Re: thoughts about fanotify and HSM

Jan Kara <jack@xxxxxxx> · Wed, 16 Nov 2022 11:56:09 +0100

On Tue 15-11-22 15:08:17, Amir Goldstein wrote:
> On Tue, Nov 15, 2022 at 12:16 PM Jan Kara <jack@xxxxxxx> wrote:
> >
> > On Mon 14-11-22 22:08:16, Amir Goldstein wrote:
> > > On Mon, Nov 14, 2022 at 9:17 PM Jan Kara <jack@xxxxxxx> wrote:
> > > > > My understanding is that
> > > > > synchronize_srcu(&fsnotify_mark_srcu);
> > > > > is needed as barrier between 3) and 4)
> > > > >
> > > > > In any case, even if CHECKPOINT_PENDING can work,
> > > > > with or without FAN_MARK_SYNC, to me personally, understanding
> > > > > the proof of correctness of alternating groups model is very easy,
> > > > > while proving correctness for CHECKPOINT_PENDING model is
> > > > > something that I was not yet able to accomplish.
> > > >
> > > > I agree the scheme with CHECKPOINT_PENDING isn't easy to reason about but I
> > > > don't find your scheme with two groups simpler ;) Let me try to write down
> > > > rationale for my scheme, I think I can even somewhat simplify it:
> > > >
> > > > Write operation consists of:
> > > > generate PRE_WRITE on F
> > > > modify data of F
> > > > generate POST_WRITE on F
> > > >
> > > > Checkpoint consists of:
> > > > clear ignore marks
> > > > report files for which we received PRE_WRITE or POST_WRITE until this
> > > > moment
> > > >
> > > > And the invariant we try to provide is: If file F was modified during
> > > > checkpoint T, then we report F as modified during T or some later
> > > > checkpoint.
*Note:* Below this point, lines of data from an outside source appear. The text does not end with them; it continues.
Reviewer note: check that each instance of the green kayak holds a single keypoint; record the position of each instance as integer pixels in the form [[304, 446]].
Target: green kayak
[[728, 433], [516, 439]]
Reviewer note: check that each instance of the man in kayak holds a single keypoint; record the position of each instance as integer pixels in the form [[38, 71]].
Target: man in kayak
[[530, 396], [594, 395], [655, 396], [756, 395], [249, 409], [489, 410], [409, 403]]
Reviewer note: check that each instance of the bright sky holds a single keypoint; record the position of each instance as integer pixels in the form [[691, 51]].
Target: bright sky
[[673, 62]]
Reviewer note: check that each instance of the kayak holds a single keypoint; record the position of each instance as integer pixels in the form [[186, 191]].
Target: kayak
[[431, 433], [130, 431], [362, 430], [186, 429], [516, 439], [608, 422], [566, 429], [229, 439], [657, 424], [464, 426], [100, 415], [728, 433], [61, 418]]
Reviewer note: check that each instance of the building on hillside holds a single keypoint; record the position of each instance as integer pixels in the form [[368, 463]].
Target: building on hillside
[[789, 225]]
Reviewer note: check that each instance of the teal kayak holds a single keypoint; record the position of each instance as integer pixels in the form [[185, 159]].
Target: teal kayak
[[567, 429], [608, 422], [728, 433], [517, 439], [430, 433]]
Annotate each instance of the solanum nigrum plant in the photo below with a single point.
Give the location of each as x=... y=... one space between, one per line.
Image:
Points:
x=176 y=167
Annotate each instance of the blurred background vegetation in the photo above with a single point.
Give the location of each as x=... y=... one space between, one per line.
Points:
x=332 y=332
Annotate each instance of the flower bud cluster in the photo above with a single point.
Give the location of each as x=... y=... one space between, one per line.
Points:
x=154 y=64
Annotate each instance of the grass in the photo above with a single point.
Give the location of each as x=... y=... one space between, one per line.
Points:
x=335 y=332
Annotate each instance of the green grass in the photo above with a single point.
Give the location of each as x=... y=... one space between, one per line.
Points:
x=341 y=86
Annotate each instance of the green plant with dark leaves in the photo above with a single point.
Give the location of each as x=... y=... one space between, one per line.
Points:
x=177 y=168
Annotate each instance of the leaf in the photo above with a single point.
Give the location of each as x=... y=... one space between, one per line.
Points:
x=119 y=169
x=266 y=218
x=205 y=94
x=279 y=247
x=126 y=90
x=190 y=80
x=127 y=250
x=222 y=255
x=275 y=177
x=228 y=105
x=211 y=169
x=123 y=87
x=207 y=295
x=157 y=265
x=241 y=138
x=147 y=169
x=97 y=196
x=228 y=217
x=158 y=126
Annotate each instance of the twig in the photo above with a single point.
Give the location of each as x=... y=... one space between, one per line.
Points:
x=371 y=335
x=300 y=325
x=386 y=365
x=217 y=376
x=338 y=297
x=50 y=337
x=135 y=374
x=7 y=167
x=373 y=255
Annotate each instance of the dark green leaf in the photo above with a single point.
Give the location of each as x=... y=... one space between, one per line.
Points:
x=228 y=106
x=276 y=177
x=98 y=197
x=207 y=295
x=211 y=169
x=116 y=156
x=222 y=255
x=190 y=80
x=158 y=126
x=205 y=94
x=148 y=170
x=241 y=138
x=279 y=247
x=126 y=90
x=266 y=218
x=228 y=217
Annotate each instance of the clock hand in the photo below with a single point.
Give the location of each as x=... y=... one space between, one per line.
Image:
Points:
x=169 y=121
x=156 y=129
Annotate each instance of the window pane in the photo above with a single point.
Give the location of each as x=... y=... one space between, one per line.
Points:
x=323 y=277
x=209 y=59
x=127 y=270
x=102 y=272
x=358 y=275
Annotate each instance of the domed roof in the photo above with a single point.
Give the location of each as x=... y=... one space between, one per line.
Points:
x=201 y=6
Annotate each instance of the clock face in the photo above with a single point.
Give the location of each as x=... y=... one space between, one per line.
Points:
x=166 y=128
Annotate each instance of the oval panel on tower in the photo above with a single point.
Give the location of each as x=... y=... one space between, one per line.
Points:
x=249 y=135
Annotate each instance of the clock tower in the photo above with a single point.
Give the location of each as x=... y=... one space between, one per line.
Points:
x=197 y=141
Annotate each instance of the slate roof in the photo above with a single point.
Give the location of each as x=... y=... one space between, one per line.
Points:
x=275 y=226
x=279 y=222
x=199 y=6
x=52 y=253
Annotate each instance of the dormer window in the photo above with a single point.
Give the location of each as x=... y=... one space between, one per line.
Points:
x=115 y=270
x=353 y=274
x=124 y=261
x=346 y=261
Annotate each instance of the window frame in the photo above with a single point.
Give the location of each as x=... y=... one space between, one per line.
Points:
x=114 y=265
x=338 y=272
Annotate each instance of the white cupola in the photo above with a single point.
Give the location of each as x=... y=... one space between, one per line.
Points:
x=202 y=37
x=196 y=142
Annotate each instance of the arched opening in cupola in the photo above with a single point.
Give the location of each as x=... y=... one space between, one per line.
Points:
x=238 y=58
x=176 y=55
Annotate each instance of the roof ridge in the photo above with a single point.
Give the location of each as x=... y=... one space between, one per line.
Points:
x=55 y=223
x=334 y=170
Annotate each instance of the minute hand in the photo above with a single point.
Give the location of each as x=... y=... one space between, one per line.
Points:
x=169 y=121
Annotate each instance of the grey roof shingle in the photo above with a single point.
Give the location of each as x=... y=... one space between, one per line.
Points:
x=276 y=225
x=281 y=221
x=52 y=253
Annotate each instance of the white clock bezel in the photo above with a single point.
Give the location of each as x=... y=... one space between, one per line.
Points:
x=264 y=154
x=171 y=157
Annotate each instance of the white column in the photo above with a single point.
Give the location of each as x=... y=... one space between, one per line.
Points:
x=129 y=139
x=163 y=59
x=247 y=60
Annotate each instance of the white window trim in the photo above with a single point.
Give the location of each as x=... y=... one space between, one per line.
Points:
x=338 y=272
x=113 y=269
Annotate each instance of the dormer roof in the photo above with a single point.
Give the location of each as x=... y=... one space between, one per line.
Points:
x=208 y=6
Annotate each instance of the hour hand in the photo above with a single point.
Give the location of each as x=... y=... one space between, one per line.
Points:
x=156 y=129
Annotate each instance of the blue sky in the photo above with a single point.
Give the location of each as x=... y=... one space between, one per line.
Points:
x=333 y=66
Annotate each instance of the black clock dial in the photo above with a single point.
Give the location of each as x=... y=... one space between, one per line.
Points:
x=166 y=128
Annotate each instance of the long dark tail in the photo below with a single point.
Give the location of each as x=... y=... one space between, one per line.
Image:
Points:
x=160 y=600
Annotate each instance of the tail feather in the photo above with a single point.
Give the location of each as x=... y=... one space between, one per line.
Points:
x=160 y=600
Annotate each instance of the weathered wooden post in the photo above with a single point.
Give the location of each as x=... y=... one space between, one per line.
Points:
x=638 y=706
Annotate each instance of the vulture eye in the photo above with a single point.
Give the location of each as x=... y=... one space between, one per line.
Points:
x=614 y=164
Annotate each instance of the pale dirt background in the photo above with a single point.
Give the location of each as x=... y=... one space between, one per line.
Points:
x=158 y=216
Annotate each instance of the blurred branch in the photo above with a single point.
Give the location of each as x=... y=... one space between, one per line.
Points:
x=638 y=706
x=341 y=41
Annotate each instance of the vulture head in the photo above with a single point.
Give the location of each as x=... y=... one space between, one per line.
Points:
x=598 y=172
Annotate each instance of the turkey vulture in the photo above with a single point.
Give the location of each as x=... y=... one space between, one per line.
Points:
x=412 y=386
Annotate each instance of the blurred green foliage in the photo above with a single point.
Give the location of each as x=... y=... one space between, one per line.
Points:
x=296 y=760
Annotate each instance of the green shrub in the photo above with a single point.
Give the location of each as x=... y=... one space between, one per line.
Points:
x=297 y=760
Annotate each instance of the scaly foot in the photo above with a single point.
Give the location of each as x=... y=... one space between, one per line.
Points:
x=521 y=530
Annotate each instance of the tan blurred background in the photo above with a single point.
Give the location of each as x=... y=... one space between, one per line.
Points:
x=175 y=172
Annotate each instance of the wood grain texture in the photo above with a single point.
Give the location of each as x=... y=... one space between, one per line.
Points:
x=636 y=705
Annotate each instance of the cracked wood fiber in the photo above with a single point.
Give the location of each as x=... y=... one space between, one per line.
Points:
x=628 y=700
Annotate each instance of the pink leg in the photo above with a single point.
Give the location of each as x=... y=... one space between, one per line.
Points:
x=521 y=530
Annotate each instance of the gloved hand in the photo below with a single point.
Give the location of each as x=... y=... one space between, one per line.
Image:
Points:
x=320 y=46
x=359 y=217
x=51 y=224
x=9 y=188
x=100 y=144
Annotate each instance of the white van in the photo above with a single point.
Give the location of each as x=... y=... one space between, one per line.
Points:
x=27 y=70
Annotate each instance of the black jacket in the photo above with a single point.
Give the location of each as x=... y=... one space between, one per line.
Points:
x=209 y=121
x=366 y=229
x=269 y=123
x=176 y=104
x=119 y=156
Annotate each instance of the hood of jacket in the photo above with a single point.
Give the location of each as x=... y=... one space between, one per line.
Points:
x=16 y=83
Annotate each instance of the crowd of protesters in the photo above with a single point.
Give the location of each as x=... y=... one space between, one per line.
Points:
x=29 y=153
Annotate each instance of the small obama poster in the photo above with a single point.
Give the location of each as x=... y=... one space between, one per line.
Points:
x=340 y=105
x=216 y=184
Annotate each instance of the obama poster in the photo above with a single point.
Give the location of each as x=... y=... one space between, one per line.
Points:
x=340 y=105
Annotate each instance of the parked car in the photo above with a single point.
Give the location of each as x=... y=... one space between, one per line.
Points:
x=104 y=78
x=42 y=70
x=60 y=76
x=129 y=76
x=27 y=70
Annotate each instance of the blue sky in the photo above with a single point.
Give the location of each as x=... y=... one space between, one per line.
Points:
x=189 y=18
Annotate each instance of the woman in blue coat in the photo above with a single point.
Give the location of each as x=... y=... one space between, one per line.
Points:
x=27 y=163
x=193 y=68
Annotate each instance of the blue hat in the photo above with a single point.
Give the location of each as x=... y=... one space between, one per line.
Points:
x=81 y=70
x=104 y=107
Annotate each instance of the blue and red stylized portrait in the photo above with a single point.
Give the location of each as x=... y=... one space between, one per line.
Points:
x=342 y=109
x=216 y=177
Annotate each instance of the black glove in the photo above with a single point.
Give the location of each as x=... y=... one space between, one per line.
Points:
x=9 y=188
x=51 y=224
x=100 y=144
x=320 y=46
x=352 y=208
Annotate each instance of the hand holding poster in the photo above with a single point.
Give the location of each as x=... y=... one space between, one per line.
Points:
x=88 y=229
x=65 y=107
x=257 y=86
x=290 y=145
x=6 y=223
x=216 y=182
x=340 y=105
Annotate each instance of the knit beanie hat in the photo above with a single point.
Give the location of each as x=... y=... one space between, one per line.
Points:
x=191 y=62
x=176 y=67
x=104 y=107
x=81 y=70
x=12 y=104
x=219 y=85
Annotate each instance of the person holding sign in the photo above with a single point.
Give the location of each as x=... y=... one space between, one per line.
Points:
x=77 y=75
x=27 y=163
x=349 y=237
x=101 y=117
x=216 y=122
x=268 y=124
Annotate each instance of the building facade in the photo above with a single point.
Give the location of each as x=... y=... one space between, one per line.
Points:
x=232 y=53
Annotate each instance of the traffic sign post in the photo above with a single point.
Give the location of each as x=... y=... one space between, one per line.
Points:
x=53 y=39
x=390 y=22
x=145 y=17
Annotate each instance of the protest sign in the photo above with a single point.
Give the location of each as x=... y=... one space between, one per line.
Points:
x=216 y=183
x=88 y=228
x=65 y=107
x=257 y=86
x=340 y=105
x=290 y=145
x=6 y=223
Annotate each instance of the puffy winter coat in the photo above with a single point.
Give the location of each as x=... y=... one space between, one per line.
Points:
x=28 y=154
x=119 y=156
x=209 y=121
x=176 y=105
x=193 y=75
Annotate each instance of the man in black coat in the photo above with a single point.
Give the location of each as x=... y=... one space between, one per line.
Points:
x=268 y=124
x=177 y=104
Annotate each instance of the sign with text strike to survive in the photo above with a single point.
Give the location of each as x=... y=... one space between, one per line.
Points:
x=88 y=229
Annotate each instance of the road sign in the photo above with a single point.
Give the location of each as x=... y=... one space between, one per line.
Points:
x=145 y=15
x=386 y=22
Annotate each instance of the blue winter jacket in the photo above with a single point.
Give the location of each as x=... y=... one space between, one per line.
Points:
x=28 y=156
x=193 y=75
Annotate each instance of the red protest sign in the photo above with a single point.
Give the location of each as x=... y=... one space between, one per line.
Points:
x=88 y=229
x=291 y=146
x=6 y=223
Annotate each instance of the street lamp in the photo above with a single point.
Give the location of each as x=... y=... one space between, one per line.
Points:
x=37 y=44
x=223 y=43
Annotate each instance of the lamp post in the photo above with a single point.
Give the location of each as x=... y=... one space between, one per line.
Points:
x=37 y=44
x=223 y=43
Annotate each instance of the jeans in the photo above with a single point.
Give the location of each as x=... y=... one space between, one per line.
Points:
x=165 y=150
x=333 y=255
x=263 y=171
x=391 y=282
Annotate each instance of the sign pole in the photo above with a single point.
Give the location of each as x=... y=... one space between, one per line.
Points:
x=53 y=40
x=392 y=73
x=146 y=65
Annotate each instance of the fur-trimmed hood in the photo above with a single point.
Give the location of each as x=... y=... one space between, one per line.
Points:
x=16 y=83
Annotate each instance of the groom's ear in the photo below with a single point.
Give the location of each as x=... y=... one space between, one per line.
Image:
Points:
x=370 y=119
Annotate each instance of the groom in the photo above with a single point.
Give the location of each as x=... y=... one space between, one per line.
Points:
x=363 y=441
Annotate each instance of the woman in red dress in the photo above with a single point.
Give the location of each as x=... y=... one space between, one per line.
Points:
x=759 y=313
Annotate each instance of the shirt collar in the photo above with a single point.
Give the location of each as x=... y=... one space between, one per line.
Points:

Where it is matter of quality of implementation that "some
> > > > later checkpoint" isn't too much later than T but it depends on the
> > > > frequency of checkpoints, the length of notification queue, etc. so it is
> > > > difficult to give hard guarantees.
> > > >
> > > > And the argument why the scheme maintains the invariant is that if
> > > > POST_WRITE is generated after "clear ignore marks" finishes, it will get
> > > > delivered and thus F will get reported as modified in some checkpoint once
> > > > the event is processed. If POST_WRITE gets generated before "clear ignore
> > > > marks" finishes and F is among ignored inodes, it means F is already in
> > > > modified set so it will get reported as part of checkpoint T. Also
> > > > application will already see modified data when processing list of modified
> > > > files in checkpoint T.
> > > >
> > > > Simple and we don't even need PRE_WRITE here. But maybe you wanted to
> > > > provide stronger invariant? Like "you are not able to see modified data
> > > > without seeing F as modified?" But what exactly would be a guarantee here?
> > > > I feel I'm missing something here but I cannot quite grasp it at this
> > > > moment...
> > > >
> > >
> > > This is the very basic guarantee that the persistent change tracking snapshots
> > > need to provide. If a crash happens after modification is done and before
> > > modification is recorded, we won't detect the modification after reboot.
> >
> > Right, crash safety was the point I was missing ;) Thanks for reminding me.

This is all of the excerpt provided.